Abstract—Acute lung injury (ALI) is characterized by a series of inflammatory reactions and serves as the main cause of mortality in intensive care unit patients. Although great progress has been made in understanding the pathophysiology of ALI, there are no effective treatments in clinic. Recently, we have synthesized a selenium-containing compound, which possesses obvious anti-inflammatory activity. The aim of the present study is to evaluate the protective effects of the selenium-containing compound 34# in LPS-induced ALI in mice as well as its underlying mechanism. Compound 34# was found to inhibit LPS-induced macrophage inflammatory cytokine release. These effects were observed to be produced via suppression of the MAPK/AP-1 pathway. Compound 34# was also noted to attenuate the LPS-induced lung inflammation in mice with ALI. The corresponding results suggested that compound 34# possesses remarkable protective effects on LPS-induced ALI. Furthermore, the MAPK/AP-1 pathway may prove to be the underlying mechanism. Accordingly, compound 34# may serve as a potential candidate for the prevention of ALI.

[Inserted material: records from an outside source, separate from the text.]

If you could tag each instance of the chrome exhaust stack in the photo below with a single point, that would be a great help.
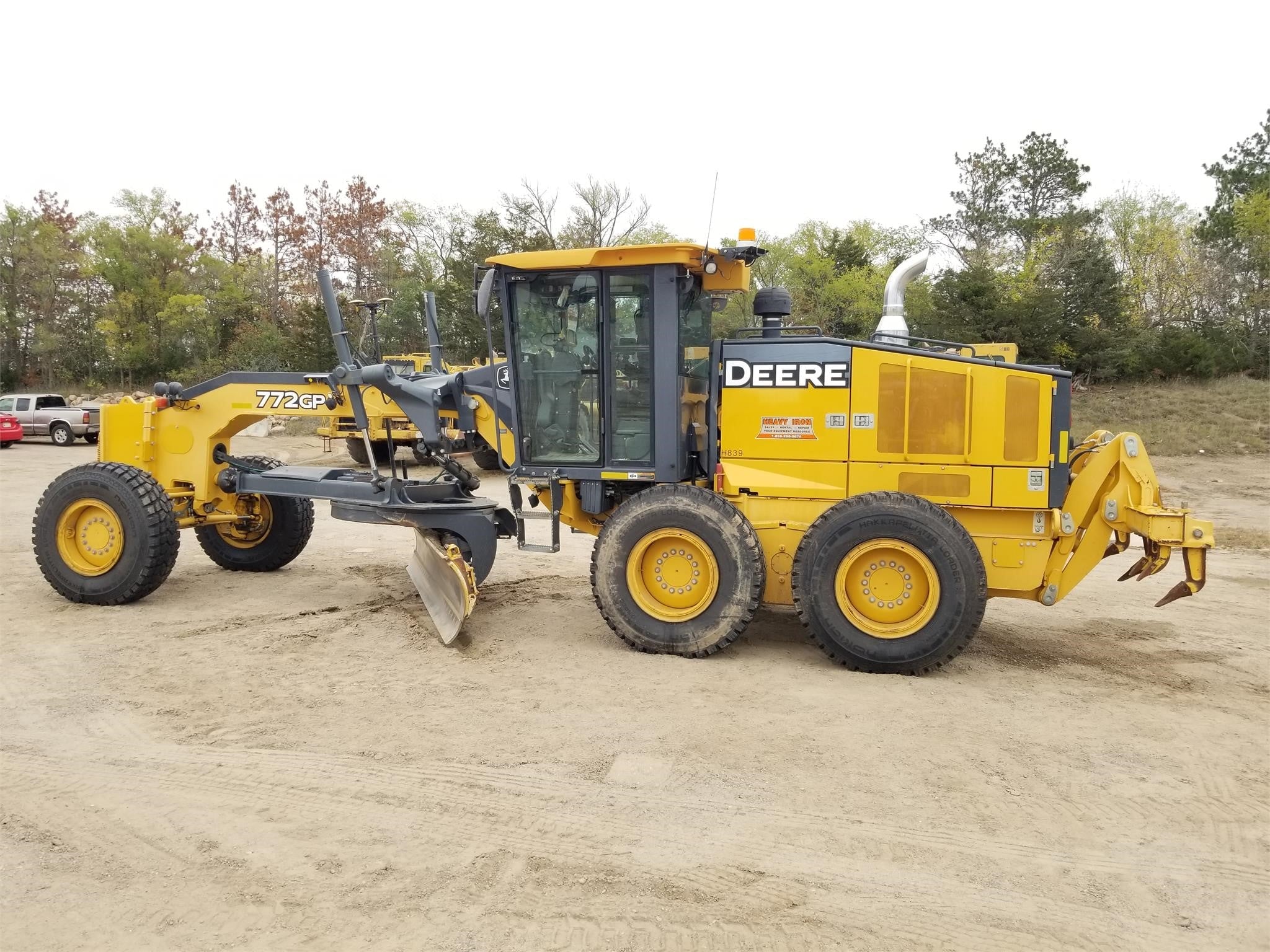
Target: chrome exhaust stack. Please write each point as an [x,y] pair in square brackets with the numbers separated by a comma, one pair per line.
[893,329]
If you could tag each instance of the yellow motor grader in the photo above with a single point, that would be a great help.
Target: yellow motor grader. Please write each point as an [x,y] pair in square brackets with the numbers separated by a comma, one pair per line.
[883,489]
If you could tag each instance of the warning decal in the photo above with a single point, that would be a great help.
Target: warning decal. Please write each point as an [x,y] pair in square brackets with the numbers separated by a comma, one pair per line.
[786,428]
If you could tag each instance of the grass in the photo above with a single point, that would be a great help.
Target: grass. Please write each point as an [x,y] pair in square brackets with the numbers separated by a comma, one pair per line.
[1180,418]
[304,426]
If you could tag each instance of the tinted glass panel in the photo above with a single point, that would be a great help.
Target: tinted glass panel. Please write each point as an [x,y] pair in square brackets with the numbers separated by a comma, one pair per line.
[557,319]
[630,322]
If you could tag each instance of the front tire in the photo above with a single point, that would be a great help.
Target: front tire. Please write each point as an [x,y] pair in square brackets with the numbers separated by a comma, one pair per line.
[272,532]
[889,583]
[677,570]
[104,534]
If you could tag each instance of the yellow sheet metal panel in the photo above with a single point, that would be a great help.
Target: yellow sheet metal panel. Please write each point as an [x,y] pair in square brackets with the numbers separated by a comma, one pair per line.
[797,479]
[1024,437]
[1023,488]
[938,414]
[121,434]
[1014,564]
[946,485]
[808,423]
[912,408]
[1013,523]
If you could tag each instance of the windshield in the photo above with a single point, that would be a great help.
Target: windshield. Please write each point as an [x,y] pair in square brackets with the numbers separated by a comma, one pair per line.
[557,322]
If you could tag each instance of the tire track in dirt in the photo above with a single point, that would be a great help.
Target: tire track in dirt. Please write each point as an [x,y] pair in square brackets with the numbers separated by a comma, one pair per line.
[442,806]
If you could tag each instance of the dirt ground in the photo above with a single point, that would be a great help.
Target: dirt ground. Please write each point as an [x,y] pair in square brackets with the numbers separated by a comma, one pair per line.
[294,760]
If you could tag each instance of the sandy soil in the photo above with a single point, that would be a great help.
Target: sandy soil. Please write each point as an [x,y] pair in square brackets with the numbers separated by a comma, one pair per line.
[294,760]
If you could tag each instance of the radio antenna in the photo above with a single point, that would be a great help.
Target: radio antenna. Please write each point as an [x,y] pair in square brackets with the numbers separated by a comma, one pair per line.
[705,244]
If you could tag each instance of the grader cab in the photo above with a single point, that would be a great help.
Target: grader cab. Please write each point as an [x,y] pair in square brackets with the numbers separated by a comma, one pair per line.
[882,489]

摘要：急性肺损伤（ALI）以一系列炎症反应为特征，是重症监护病房患者死亡的主要原因。尽管在了解 ALI 的病理生理学方面取得了很大进展，但临床上尚无有效的治疗方法。最近，我们合成了一种具有明显抗炎活性的含硒化合物。本研究旨在评估含硒化合物34#对LPS诱导的小鼠ALI的保护作用及其潜在机制。发现化合物34#可抑制 LPS 诱导的巨噬细胞炎性细胞因子释放。观察到这些效果是通过MAPK/AP-1 通路的抑制。还注意到化合物34#可减轻 ALI 小鼠中 LPS 诱导的肺部炎症。相应的结果表明化合物34#对LPS诱导的ALI具有显着的保护作用。此外，MAPK/AP-1 通路可能被证明是潜在的机制。因此，化合物34#可作为预防 ALI 的潜在候选者。